BOOK REVIEW: Could she come to love the questions themselves? The church wasn't just part of Andrea Lucado's childhood. It was her childhood. It provided more than happy moments. It provided an invitations to know Jesus.
When Andrea arrived in Oxford the year after she graduated from college, she expected to meet God there. What she didn't expect was that God would be so much bigger than she'd believed.
In this engaging memoir, Andrea speaks to all of us who wrestle with doubt and identity. "So many nights in Oxford", Andrea writes, "I felt like the details of my faith were getting fuzzier. Nights turned restless with questions. I questioned God's existence, and the doubt was getting into my bones."
In ENGLISH LESSONS, Andrea takes us through the roads of England and, more important, the paths of the soul. Here she explores the journey of a changing faith and an unchanging God--and why growing up starts with realizing just how small we are.
MY REVIEW: I have never read Max Lucado's books, but I have heard of them. When I saw that his daughter had written a book, I wanted to read it. And now that I have, I want to read some of Max's. I really liked English Lessons. It is worthwhile, interesting, and fun to read. Some memoirs can tend to be dry, but this one wasn't.
I really liked the descriptions of Oxford that were included.
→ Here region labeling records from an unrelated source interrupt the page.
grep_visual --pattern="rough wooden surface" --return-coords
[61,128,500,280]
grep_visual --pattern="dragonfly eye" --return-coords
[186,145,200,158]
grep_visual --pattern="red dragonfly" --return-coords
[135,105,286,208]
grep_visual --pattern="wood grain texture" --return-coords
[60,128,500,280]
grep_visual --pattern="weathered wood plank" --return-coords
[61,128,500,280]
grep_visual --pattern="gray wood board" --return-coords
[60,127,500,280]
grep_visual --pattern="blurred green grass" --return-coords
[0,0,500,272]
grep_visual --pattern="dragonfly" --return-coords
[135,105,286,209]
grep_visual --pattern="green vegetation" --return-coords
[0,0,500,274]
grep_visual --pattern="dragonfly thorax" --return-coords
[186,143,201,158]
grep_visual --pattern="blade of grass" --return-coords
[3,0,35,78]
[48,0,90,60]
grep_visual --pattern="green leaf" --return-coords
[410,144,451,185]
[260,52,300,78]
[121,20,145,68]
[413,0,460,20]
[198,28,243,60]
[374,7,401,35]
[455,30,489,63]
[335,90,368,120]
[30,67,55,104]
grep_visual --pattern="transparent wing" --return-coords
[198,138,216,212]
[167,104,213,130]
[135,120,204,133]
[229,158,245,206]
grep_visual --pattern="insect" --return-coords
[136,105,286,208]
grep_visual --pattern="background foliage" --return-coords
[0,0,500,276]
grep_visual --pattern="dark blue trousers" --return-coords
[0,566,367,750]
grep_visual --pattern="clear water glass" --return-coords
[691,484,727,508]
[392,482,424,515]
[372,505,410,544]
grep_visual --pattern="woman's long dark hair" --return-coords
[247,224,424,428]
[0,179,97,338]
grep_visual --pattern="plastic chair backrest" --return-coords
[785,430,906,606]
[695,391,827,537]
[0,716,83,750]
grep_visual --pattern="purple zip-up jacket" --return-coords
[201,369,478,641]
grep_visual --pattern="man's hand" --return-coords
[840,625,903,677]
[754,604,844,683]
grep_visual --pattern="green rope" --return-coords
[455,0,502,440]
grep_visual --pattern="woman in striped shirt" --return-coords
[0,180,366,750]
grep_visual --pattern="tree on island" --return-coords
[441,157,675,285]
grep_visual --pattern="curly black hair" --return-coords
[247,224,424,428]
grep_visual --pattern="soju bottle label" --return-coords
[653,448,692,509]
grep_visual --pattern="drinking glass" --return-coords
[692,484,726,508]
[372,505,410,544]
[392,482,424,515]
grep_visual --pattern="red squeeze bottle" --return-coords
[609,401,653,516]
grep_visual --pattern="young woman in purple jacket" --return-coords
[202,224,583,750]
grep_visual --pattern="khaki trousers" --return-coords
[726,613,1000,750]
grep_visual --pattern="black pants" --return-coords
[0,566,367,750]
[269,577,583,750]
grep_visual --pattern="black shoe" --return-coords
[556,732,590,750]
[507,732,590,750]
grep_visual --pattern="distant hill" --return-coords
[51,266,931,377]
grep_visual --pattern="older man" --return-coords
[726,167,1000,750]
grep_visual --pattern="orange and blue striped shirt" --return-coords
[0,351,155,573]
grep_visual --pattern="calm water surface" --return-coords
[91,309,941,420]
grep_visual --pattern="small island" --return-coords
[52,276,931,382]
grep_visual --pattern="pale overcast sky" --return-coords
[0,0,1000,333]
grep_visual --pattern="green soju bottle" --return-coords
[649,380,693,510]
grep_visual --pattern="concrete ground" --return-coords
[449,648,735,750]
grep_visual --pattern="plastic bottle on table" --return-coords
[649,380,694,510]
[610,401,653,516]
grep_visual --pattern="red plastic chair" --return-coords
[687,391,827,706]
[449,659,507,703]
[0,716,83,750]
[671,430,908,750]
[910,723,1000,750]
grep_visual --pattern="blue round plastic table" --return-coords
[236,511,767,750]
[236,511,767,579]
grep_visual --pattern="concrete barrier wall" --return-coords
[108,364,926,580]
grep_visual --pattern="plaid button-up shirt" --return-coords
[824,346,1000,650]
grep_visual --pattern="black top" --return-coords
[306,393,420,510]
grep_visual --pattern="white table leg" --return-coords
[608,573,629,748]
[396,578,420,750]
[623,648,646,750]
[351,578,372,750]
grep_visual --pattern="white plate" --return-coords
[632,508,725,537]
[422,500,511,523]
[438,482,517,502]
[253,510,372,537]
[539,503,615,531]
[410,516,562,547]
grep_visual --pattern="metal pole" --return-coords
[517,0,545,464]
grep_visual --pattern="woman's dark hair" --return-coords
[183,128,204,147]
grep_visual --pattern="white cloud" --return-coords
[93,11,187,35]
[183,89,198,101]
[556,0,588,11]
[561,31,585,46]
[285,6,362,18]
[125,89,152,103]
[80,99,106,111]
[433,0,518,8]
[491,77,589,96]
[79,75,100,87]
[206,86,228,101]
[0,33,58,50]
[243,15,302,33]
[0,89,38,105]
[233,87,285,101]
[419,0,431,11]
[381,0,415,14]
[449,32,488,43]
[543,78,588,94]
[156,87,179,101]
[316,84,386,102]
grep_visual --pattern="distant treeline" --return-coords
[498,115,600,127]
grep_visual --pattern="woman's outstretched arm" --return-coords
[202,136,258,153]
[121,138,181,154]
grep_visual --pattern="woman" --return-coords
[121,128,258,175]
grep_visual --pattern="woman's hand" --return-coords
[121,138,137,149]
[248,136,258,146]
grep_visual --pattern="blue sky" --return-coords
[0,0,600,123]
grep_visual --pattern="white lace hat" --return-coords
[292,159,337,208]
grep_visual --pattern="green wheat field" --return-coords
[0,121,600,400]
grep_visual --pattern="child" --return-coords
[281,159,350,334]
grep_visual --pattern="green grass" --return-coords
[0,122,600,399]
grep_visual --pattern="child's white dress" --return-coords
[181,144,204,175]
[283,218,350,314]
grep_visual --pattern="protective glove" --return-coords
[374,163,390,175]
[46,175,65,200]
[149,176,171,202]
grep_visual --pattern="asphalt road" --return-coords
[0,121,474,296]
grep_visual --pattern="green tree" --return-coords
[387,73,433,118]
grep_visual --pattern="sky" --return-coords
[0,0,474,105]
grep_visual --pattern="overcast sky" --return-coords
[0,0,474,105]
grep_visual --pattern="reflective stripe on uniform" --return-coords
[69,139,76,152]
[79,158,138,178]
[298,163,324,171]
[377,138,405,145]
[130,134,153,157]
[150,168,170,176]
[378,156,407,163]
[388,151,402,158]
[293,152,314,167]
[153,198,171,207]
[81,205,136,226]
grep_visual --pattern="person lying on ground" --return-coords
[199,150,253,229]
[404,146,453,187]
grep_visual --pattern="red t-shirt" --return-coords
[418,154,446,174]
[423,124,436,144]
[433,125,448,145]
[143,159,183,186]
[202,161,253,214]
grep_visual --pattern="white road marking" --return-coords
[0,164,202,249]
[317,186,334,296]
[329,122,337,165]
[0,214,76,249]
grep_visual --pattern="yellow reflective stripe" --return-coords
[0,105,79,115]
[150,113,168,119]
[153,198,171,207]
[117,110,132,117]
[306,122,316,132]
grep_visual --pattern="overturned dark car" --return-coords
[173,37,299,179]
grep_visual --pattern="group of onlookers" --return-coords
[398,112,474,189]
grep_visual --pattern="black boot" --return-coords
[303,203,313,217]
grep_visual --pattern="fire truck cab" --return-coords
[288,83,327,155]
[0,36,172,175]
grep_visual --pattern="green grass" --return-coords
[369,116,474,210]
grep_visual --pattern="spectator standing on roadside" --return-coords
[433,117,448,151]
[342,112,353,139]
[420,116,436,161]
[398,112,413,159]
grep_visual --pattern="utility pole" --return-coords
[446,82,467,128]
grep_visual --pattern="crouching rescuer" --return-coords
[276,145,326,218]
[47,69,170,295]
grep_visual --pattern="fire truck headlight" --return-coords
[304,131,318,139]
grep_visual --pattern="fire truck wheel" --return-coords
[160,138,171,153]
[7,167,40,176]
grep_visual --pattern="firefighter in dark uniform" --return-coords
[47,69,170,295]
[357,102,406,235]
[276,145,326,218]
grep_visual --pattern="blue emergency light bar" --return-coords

I like big historic buildings and rivers as much as the next person, and as I read I wished there were pictures, or better yet--that I could actually be there! :)
One of the many things I liked from the book is this paragraph: "A friend from Nashville once told me that when he hears conflicting and confusing voices in his head, he knows those voices are not from God. God is not a God of confusion, he explained to me. God is clear. When I regret, wonder, and question my past, I feel anxious, guilty, and foggy. But when I release those moments of opportunity offered by various rivers over the years, and I focus on what's in front of me and all around me, the fog clears, the guilt fades, the anxiety subsides. That's when I hear God's voice because I've finally quieted the others. That's when I can see His face. Through the clearing of the fog, he comes into view, and His eyes are kind." How true--when we stop wishing for yesterday, we can have today and hope for tomorrow. And if we stop agonizing, we can hear God.
One more plus--this is a beautiful, hardcover book. :)
I received a copy of this book from BLOGGING FOR BOOKS in exchange for my honest review.